A: The intention of our educational programs is to offer quality that helps attract investment. Any aerospace business that is new to the state passes through UNAQ because we support the rapid establishment of manufacturing or maintenance activities. TechOps, among many manufacturing companies based in Queretaro, has benefited from this helping hand. We support a company through the whole process, from location to training programs, until they are fully productive. This reassures companies they will be competitive and see a return on their investment within a specific period of time.
UNAQ is a public entity that offers several options for technical studies. Our offer of more than 150 courses for aerospace manufacturing and maintenance guarantees talented human capital in the state. The university degrees available are vocational, for advanced technicians in aeronautical maintenancem aerospace mechanics and design. Both programs are officially recognized by FEMIA.
Q: Which skillsets have you identified to be the most relevant to companies in the industry?
A: Every company has specific requirements but the most basic skills are technical abilities. Fluency in English is necessary to understand manuals and to contact foreign suppliers. Upper managers are more likely to need these language skills, along with leadership training. All our graduates must master teamwork and the ability to work with people from all over the world.

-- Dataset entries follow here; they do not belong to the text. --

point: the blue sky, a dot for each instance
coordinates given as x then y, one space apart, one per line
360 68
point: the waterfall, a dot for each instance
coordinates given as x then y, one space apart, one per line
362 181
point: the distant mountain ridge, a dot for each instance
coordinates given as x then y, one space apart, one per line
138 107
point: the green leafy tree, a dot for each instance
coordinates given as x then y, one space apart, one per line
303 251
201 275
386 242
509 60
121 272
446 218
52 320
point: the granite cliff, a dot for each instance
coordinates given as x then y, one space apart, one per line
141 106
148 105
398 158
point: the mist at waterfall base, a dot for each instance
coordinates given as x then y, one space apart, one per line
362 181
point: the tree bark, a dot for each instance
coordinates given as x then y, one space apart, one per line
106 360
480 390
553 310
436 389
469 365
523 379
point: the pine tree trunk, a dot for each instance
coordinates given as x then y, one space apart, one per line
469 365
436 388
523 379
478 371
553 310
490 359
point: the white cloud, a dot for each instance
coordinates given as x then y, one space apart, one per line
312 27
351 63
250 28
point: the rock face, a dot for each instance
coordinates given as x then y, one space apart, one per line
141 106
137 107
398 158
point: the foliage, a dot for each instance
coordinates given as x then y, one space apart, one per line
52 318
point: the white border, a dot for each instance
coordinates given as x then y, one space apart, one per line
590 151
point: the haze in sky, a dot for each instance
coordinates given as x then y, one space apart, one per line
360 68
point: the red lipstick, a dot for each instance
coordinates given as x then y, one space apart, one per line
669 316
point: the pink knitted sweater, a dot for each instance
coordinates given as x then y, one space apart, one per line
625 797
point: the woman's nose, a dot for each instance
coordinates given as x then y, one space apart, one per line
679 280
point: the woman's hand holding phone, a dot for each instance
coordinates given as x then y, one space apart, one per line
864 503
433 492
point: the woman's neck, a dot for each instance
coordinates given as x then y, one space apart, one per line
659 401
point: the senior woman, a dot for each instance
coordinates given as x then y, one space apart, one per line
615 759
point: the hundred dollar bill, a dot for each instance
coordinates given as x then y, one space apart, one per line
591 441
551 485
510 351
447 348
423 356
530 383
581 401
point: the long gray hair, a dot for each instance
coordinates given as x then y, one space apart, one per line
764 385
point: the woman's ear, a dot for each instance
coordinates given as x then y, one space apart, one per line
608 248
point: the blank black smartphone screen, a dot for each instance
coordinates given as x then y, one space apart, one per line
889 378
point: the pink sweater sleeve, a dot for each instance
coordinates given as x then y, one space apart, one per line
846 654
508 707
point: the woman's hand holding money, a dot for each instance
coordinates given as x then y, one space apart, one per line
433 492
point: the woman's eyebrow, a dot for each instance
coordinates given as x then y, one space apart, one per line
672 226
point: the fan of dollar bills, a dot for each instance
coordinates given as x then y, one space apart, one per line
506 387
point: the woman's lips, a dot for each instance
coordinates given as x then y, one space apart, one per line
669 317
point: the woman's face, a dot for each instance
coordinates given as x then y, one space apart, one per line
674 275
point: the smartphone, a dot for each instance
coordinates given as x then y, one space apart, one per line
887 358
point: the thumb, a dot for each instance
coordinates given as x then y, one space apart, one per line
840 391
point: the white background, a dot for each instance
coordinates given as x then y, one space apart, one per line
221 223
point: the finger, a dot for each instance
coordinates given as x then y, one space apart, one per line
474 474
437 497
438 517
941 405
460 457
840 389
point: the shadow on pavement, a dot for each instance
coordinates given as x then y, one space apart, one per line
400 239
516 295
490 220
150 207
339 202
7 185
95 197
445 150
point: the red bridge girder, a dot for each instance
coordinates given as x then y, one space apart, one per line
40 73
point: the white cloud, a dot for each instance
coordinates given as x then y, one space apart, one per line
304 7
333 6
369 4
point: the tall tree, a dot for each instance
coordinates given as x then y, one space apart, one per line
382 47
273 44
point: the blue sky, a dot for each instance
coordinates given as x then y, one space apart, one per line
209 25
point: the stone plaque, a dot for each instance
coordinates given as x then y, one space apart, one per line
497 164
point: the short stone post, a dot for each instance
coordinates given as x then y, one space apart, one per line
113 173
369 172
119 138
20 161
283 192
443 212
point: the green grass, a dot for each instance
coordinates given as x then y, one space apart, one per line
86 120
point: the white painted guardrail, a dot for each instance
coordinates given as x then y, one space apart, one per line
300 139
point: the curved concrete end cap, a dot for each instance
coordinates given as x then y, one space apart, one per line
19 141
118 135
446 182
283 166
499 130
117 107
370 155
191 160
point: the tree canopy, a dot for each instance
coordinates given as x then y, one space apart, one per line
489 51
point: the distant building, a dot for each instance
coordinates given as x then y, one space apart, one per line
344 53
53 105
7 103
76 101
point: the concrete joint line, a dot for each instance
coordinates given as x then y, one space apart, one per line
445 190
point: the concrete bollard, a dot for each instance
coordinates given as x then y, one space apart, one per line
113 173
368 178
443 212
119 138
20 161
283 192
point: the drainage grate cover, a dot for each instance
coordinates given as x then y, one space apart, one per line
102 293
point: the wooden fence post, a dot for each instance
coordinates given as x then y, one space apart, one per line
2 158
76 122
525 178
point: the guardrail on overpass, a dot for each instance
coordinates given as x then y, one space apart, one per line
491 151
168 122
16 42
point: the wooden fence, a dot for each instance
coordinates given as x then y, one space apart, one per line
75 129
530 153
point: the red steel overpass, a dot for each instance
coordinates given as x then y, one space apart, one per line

To become competitive globally, graduates need technical skills in engineering. This led us to establish our Master’s degree program. Queretaro’s interesting ecosystem, including an international airport and satellite industrial parks, demanded a specialized university to train staff for incoming companies. The National Center for Aeronautics Technology caters to testing needs, certification processes, design requests and engineering, among others. This has made the aero cluster one of the most competitive in the country and helped Queretaro attract almost 50 percent of all foreign investment in recent years.
Q: How are you promoting the university to become a global reference?
A: UNAQ has been working to become a reference for 10 years, since we made our first institutional development plan. By the year 2020, we see the university as an international reference. To meet this goal, we have developed relations with French, Spanish, Canadian and US institutions in every academic, engineering and MSc program we manage. We also have diplomatic relations with Quebec in Canada and some US states, as well as private and public institutions in France.
We enabled and developed the Mexican-French campus for aeronautical studies. This project was formalized by former Presidents Calderón and Sarkozy and ratified by President Hollande and President Peña Nieto. This binational project covers aerospace training and has the recognition of the French Ministry of Education, the Mexican Ministry of Education (SEP), the Government of Queretaro, Safran, Airbus, DGAC and EASA. The project is unique in Latin America. This institution has the characteristics and capacities of an EASA PART 147 laboratory to develop high- level maintenance expertise. Thanks to the agreements signed by Calderón and Sarkozy, Mexico and France manage more than 110 deals not only in the aerospace sector but also between tourism and biotechnological companies.
Q: What are the university’s plans for the aero cluster?
A: To consolidate our work in research, applied investigation skills will demand special capacities inside our institution. We must work on this offering of technology solutions to attract companies that bring added value to Mexico and to produce entrepreneurs. Next, UNAQ wants to develop partnerships with institutions in the UK, US and Canada, countries that could accelerate the development of our sector. We will continue talks with the Ministry of Economy and the Ministry of Education, requesting more resources or funds to be assigned only to aeronautical projects. Working alongside the IPN or UNAM, educational institutions must shift their views from regional to national to consolidate the work we have carried out in the last decade.